Esta espécie de binge watching trouxe, no entanto, algumas vantagens, tornando ainda mais claras certas noções sobre a natureza do poder político e económico.
A primeira é que as relações entre estes poderes são altamente complexas em Portugal. É provavelmente o caso na grande maioria dos países desenvolvidos, mas a leitura dos documentos divulgados nos episódios mais recentes aponta para um nível de complexidade criado nas últimas duas décadas que não é natural. Ou seja, foi desenhada de forma propositada para ser controlada, com agendas de ganhos, sejam eles políticos ou financeiros.
Os nomes que aparecem no elenco estão de muitas formas ligados e já não é só na nossa imaginação, é em documentos, escutas, testemunhos. Ricardo Salgado e José Maria Ricciardi, José Sócrates e Manuel Pinho, Zeinal Bava e Henrique Granadeiro, António Mexia e João Manso Neto, Isabel dos Santos e o pai.

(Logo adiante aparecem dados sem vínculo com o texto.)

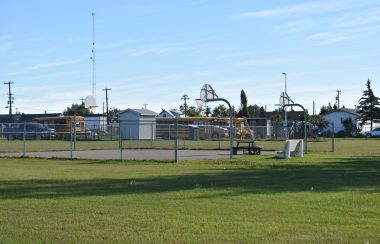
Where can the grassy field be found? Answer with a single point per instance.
(322, 145)
(321, 198)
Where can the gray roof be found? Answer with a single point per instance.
(140, 111)
(346, 110)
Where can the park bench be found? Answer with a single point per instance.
(291, 148)
(249, 148)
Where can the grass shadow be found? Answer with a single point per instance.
(350, 174)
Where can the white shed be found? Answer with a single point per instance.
(95, 122)
(138, 124)
(337, 116)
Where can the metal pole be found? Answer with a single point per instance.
(75, 132)
(120, 143)
(176, 141)
(333, 137)
(305, 121)
(231, 122)
(24, 152)
(286, 114)
(71, 140)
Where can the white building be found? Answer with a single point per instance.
(95, 122)
(169, 114)
(138, 124)
(338, 116)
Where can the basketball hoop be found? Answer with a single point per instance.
(285, 99)
(200, 103)
(207, 93)
(90, 102)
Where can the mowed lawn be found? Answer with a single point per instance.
(322, 198)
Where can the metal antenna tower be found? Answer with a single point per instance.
(338, 98)
(10, 97)
(93, 58)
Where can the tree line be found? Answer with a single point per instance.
(368, 109)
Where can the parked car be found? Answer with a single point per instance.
(31, 130)
(373, 133)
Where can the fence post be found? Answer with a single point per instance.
(71, 140)
(176, 141)
(333, 137)
(24, 137)
(120, 142)
(75, 132)
(152, 135)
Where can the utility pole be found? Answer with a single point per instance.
(338, 97)
(185, 98)
(285, 111)
(10, 101)
(107, 89)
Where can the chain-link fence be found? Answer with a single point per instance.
(168, 135)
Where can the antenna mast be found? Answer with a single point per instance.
(93, 58)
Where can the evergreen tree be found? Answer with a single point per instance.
(368, 108)
(113, 113)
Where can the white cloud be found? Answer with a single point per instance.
(330, 37)
(268, 61)
(54, 64)
(306, 9)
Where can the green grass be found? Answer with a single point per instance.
(367, 146)
(321, 198)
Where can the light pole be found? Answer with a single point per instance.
(285, 111)
(185, 98)
(108, 118)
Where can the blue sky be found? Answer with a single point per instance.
(154, 52)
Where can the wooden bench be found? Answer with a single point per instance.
(249, 148)
(291, 148)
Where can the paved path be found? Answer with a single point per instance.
(130, 154)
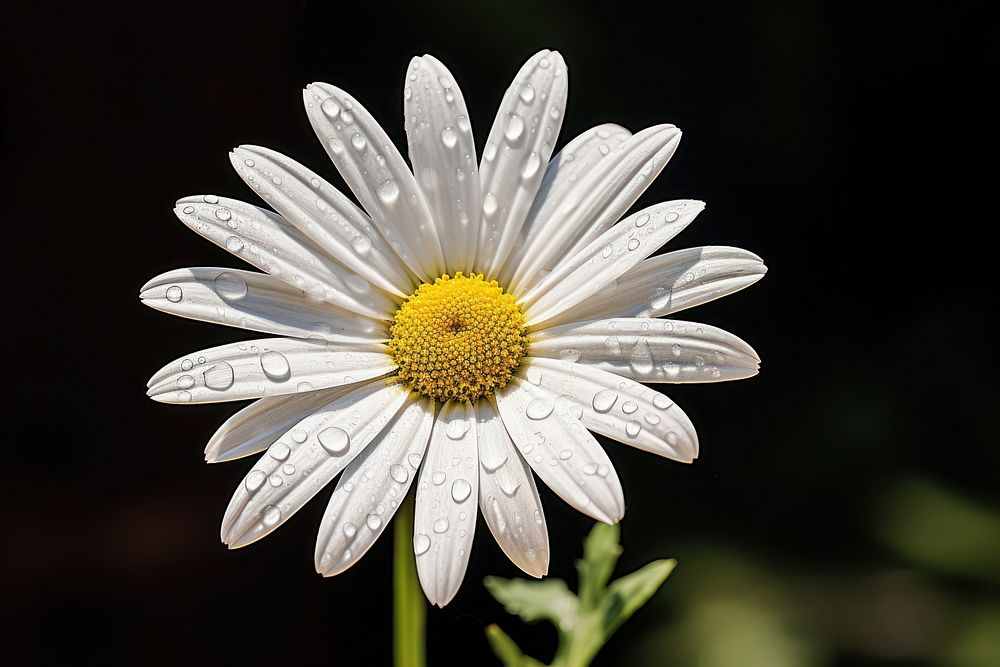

Não nos compete decidir se usaram o poder político ou económico de forma ilegal, isso compete aos tribunais. Mas é inegável que uma mão-cheia de pessoas detinha um poder enorme e que muito possivelmente o usou de alguma forma concertada. Por mais pejorativa que seja, é impossível, portanto, fugir à ideia de um ‘polvo’ que controla com os vários tentáculos um universo alargado e profundo. Quem era a cabeça do animal dos oito pés será, provavelmente, tema para outra coluna.
A segunda noção que fica ainda mais clara é que dificilmente a ação desse ‘polvo’ terá tido como principal resultado (ou prioridade até) o benefício público, acima do privado ou do político. Nem todos tinham a obrigação de servir o público, por exemplo Salgado, mas tinham o dever de pelo menos evitar o prejuízo público.
A clareza adicional sobre estas duas noções leva, contudo, a uma terceira ideia que é mais opaca – a razão do desmantelar da rede. A queda do polvo não é nova, provavelmente iniciou-se com Sócrates e depois Salgado. Na base, pode ter estado a crise económica e financeira, que expôs as fragilidades do sistema.
Os episódios recentes parecem, no entanto, mostrar que há uma vontade de concluir de vez esse processo de desmantelamento, através da justiça ou do poder político.
A quarta noção nem é clara, nem opaca, é mais uma pergunta. Será que um polvo irá ser simplesmente substituído por outro? A pergunta pode parecer especulativa, mas é baseada na noção que o poder, em todas as suas formas, nunca cai no vazio. Há sempre um grupo pronto a tomar o lugar de outro que caiu ou foi derrubado.
Motivação não deve faltar. Estamos perante uma crise inédita, mas que vai ter uma resposta na forma de 58 mil milhões de euros vindos da Europa. Ou será tudo pura coincidência?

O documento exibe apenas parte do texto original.